Again, knowledge is the key. You can fix this, but you need to know you SHOULD.
Database read/write postbacks. No big problem here, but you also need to know that the model is to fetch only the data used at the moment. If your table shows 1000 records in 50 record increments, when you go from records 1 to 50 to 51 through 100, you will postback and hit the database again. This keeps data current, but increases server traffic.
Overall: Try the demo version. Point it at something simple that you really want to turn in to an asp.net application. Build maybe three tables. Then dissect it using the above as a guide. See what YOU think and post back to this question.
I have used it for convenience for a very small project. It did what I wanted and saved me a couple of days work.
The main problem I found was when it came to customising or extending the generated project. You have to spend quite a bit of time trying to understand Ironspeed's way of doing things which, I'll admit, is not my way.

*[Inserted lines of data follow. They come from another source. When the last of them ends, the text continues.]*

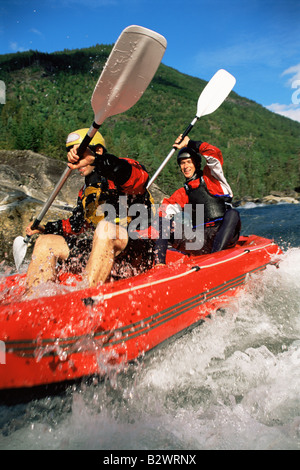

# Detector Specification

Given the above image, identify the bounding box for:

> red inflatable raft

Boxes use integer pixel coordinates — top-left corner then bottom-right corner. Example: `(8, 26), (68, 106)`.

(0, 235), (280, 390)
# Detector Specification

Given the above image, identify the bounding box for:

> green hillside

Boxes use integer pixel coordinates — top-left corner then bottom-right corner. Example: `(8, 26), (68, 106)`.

(0, 45), (300, 198)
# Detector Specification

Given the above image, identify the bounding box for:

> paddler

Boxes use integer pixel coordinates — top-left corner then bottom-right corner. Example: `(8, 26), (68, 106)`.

(155, 135), (241, 264)
(26, 129), (153, 294)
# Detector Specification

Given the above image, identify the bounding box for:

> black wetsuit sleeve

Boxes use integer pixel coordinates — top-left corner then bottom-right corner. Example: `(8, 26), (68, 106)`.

(94, 153), (132, 186)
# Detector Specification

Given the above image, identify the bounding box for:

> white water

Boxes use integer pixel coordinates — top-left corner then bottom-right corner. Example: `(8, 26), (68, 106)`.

(0, 204), (300, 450)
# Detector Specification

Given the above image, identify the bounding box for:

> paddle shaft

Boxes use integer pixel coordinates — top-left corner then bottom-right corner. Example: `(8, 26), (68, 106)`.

(147, 69), (236, 189)
(24, 122), (100, 243)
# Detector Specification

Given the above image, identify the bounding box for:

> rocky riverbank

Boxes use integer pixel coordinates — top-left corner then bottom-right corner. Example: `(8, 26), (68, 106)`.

(234, 188), (300, 207)
(0, 150), (300, 263)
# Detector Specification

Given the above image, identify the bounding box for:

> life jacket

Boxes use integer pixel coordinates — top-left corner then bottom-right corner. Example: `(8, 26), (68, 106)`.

(184, 176), (231, 227)
(82, 177), (155, 228)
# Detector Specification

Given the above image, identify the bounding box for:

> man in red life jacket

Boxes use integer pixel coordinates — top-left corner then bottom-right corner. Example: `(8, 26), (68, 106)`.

(26, 129), (153, 294)
(155, 136), (241, 264)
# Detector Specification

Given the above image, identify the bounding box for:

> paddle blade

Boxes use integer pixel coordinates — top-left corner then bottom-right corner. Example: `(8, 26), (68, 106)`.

(91, 26), (167, 125)
(196, 69), (236, 118)
(13, 237), (28, 271)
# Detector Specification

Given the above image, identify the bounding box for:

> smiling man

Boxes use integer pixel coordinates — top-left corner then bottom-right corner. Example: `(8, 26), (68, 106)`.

(155, 136), (241, 264)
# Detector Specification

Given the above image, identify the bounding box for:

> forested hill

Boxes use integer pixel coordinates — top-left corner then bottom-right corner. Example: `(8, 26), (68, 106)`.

(0, 45), (300, 198)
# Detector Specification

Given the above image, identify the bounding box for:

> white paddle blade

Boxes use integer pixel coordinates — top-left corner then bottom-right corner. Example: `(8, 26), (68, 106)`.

(13, 237), (28, 271)
(196, 69), (236, 118)
(91, 26), (167, 125)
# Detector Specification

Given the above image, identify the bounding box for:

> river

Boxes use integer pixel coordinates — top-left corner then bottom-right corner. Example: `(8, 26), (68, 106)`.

(0, 204), (300, 451)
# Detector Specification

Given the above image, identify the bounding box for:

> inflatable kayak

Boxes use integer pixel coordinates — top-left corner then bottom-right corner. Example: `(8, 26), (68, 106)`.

(0, 235), (281, 390)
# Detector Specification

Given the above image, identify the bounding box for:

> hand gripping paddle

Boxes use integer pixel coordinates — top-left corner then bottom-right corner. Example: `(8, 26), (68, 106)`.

(13, 26), (167, 269)
(147, 69), (236, 189)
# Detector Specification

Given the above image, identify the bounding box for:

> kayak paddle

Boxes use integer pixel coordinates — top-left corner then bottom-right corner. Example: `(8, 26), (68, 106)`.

(13, 25), (167, 270)
(147, 69), (236, 189)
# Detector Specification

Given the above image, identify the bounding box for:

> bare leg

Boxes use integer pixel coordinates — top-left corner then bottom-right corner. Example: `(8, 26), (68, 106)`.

(86, 221), (128, 287)
(26, 235), (69, 294)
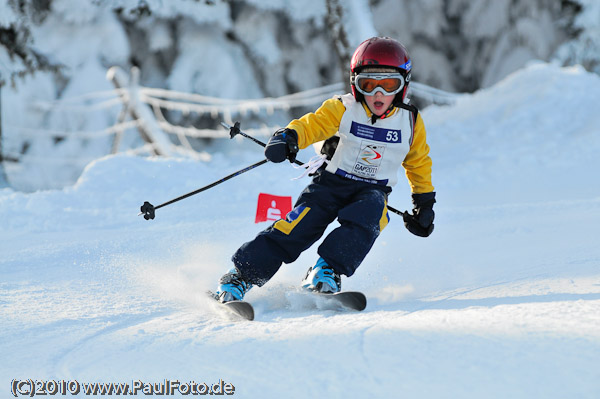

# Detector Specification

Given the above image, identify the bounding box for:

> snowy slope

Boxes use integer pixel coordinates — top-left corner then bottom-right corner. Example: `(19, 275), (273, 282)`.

(0, 64), (600, 398)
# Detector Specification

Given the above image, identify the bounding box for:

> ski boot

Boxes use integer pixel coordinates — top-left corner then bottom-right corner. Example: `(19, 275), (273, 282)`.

(215, 267), (252, 303)
(302, 258), (342, 294)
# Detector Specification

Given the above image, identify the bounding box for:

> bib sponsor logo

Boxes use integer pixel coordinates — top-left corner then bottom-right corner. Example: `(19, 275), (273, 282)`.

(350, 121), (402, 144)
(352, 142), (385, 178)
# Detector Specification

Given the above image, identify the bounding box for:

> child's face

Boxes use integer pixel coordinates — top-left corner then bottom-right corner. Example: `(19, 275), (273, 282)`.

(365, 92), (395, 116)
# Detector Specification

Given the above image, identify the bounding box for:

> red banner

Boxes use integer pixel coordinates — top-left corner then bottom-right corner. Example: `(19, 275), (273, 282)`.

(254, 193), (292, 223)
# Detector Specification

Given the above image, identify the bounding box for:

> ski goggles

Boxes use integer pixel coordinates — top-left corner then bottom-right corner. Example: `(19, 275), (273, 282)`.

(354, 73), (405, 96)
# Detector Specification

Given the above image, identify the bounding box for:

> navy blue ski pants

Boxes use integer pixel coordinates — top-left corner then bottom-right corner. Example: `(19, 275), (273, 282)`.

(232, 171), (392, 286)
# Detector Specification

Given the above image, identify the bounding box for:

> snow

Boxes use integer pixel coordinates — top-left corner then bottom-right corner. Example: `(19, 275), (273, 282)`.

(0, 63), (600, 398)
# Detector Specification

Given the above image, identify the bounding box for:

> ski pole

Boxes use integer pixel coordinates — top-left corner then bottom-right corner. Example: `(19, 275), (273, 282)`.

(221, 122), (408, 217)
(138, 159), (268, 220)
(221, 122), (304, 166)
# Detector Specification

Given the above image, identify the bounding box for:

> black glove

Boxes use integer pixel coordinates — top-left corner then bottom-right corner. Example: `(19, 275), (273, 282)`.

(402, 192), (435, 237)
(265, 129), (298, 163)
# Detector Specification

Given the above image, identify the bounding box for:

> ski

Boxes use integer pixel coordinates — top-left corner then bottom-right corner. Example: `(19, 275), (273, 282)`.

(313, 291), (367, 311)
(208, 291), (254, 320)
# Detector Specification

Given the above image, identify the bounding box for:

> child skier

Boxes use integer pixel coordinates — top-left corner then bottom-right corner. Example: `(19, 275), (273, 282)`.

(216, 37), (435, 302)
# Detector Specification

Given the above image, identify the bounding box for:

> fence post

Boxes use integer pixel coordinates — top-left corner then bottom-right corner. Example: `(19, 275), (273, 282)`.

(106, 66), (172, 156)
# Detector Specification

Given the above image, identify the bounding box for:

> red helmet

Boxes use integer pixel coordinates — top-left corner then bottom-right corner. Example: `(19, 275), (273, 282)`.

(350, 37), (412, 104)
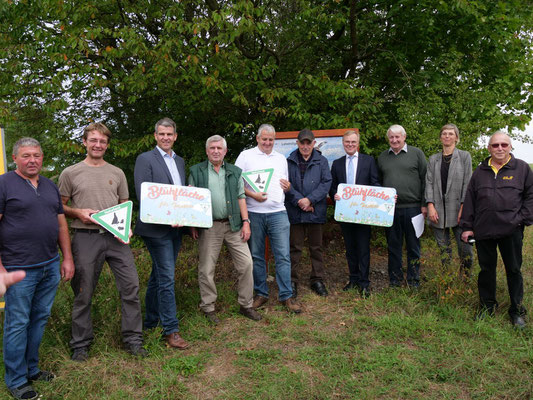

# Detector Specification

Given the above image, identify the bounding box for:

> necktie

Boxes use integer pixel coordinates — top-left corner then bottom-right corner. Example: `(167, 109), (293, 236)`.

(346, 156), (355, 185)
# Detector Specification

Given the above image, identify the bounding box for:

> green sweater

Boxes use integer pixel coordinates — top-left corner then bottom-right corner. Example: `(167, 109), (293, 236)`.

(378, 145), (427, 208)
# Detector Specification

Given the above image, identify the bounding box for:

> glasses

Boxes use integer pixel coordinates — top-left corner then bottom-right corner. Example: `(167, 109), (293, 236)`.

(490, 143), (509, 149)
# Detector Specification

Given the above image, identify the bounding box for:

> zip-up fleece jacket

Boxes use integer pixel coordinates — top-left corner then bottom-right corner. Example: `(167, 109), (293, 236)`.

(459, 154), (533, 240)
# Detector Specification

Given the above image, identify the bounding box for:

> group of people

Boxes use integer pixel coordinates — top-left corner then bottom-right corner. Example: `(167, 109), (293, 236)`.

(0, 118), (533, 399)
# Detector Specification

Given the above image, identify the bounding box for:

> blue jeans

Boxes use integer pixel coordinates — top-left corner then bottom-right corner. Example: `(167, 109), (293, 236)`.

(4, 260), (60, 389)
(387, 207), (420, 287)
(142, 229), (181, 335)
(248, 211), (292, 301)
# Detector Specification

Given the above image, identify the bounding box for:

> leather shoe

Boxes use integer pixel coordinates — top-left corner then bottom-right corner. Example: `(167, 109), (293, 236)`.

(165, 332), (189, 350)
(281, 297), (302, 314)
(511, 315), (526, 329)
(342, 282), (357, 292)
(239, 306), (263, 321)
(252, 295), (268, 310)
(204, 311), (220, 325)
(310, 281), (328, 297)
(291, 281), (298, 299)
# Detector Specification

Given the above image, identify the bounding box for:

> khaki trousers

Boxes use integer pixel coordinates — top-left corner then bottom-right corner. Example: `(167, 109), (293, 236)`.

I'd use it again for a small project if I knew in advance I wouldn't have to customise it much after.
If stored procedure generation is all you are after, CodeSmith is a decent option at a fraction of the cost of IronSpeed. There are several sproc templates available, and you can create your own or tweak an existing if that is what you need. You can also gen .Net code to your hearts content with CodeSmith. Tons of business class templates already exist for this.
IronSpeed's value is not in the sproc generation, but in the RAD features. I agree with #Galwegian... IronSpeed is OK for mock ups or very simple apps, not so good at all if you need to do any customization.
You may want to check out Evolutility CRUD framework. It provides some of the same features (limited to CRUD) and is open source.
IronSpeed has been great (out-of-the-box) at helping me develop data-driven corporate Intranet applications. While the code model takes a little getting used to, it is effective at maintaining a nice three-tier app. While the page templates can appear garish compared to 2010's web-design, it gets the job done, when you need function over form.